Natalia:Nie chce mi się.😂😉

Me:Leniuch z ciebie😎

Natalia:Z ciebie też 😃

Me:przeginasz mała.😎

Natalia:Ej,ej przystopuj trochę. Wcale nie jestem taka mała.

Me:😌😊 Wracam za 10 minut.

Natalia:I pewnie mam się przygotować na tortury?😆

Natalia:Możliwe że tak😎

Schowałem telefon do kieszeni i opuściłem kawiarnię. Szybkim krokiem doszedłem do mieszkania. Udało mi się cichutko wejść,tak że dziewczyna mnie nie usłyszała. Siedziała na kanapie i oglądała telewizje. Cichutko,podszedłem do niej od tyłu i położyłem rękę na jej ramieniu. Kiedy poczuła mój dotyk,gwałtownie się podniosła,spoglądając na mnie.

-Kostja,jak ty mnie przestraszyłeś -powiedziała spoglądając na mnie.

-Sorki,nie chciałem aby tak wyszło -odpowiedziałem usiłując powstrzymać śmiech.
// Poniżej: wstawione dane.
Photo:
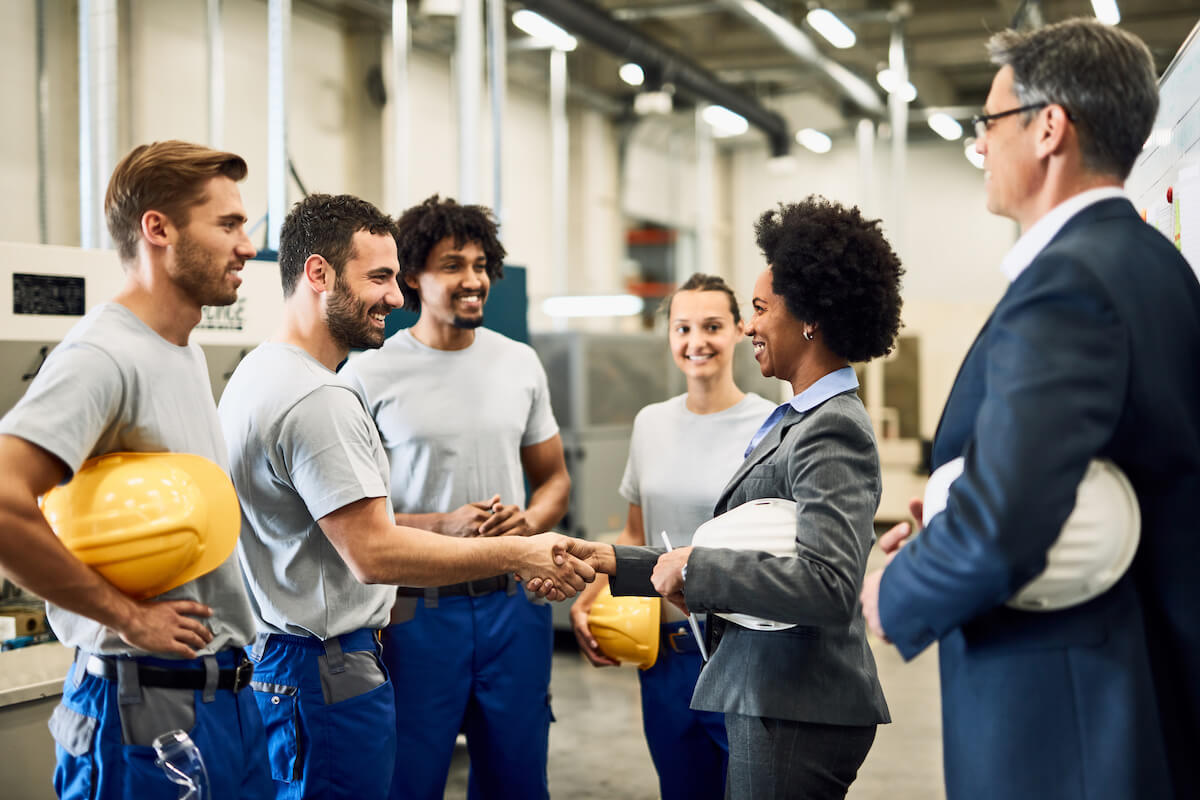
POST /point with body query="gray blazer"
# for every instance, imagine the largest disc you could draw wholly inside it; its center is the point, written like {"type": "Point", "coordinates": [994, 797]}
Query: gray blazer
{"type": "Point", "coordinates": [822, 671]}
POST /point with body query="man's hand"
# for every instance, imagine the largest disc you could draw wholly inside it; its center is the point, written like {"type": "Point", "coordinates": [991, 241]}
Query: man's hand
{"type": "Point", "coordinates": [549, 566]}
{"type": "Point", "coordinates": [468, 519]}
{"type": "Point", "coordinates": [507, 521]}
{"type": "Point", "coordinates": [599, 555]}
{"type": "Point", "coordinates": [891, 543]}
{"type": "Point", "coordinates": [588, 643]}
{"type": "Point", "coordinates": [899, 534]}
{"type": "Point", "coordinates": [168, 627]}
{"type": "Point", "coordinates": [870, 600]}
{"type": "Point", "coordinates": [667, 576]}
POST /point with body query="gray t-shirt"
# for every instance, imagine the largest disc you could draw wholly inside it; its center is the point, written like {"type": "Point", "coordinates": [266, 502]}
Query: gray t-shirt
{"type": "Point", "coordinates": [679, 462]}
{"type": "Point", "coordinates": [300, 447]}
{"type": "Point", "coordinates": [114, 385]}
{"type": "Point", "coordinates": [454, 421]}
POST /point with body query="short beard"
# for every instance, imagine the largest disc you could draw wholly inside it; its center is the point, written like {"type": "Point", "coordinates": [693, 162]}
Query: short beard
{"type": "Point", "coordinates": [468, 324]}
{"type": "Point", "coordinates": [346, 317]}
{"type": "Point", "coordinates": [195, 275]}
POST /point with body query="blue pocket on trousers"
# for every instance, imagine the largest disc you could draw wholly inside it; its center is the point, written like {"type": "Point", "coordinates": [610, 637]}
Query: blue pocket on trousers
{"type": "Point", "coordinates": [75, 734]}
{"type": "Point", "coordinates": [277, 707]}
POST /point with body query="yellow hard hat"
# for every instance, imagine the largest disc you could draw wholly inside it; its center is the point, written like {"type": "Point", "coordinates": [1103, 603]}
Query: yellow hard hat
{"type": "Point", "coordinates": [148, 522]}
{"type": "Point", "coordinates": [627, 629]}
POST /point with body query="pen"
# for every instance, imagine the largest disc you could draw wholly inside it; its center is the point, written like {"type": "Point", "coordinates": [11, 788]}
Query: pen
{"type": "Point", "coordinates": [691, 618]}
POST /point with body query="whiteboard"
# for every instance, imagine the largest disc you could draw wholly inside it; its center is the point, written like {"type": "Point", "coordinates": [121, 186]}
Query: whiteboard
{"type": "Point", "coordinates": [1164, 184]}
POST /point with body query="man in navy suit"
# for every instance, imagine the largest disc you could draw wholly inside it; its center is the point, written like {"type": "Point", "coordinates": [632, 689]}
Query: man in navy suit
{"type": "Point", "coordinates": [1093, 352]}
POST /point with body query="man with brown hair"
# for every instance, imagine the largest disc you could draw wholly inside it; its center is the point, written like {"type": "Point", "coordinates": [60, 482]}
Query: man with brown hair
{"type": "Point", "coordinates": [126, 378]}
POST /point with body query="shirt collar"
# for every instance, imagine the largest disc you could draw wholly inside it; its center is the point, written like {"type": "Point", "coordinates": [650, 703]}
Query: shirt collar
{"type": "Point", "coordinates": [835, 383]}
{"type": "Point", "coordinates": [1035, 240]}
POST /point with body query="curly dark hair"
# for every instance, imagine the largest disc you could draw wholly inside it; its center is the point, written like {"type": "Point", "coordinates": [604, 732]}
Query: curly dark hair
{"type": "Point", "coordinates": [325, 224]}
{"type": "Point", "coordinates": [833, 268]}
{"type": "Point", "coordinates": [420, 228]}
-To wcale nie jest śmieszne -z jej twarzy można wyczytać oburzenie.

-Trochę jest żałuj że nie widziałaś swojego wyrazu twarzy.

-Ej-powiedziała do mnie dziewczyna i rzuciła we mnie poduszką. Odrzuciłem ją w nią.

-Nie rzucaj we mnie-powiedziała podniesionym głosem.

-Ty samo zaczęłaś -odpowiedziałem z uśmiechem. Widziałem na twarzy dziewczyny zdezorientowanie,więc wykorzystałem to i zacząłem ją łaskotać.

-Kostja,proszę cię przestań -usiłowała mówić przez śmiech.

-Oj nie wiem,muszę się zastanowić -mówiąc to udałem zamyślenie.

-Jak przestaniesz,to obiecuję że już nigdy w ciebie nie rzucę poduszką.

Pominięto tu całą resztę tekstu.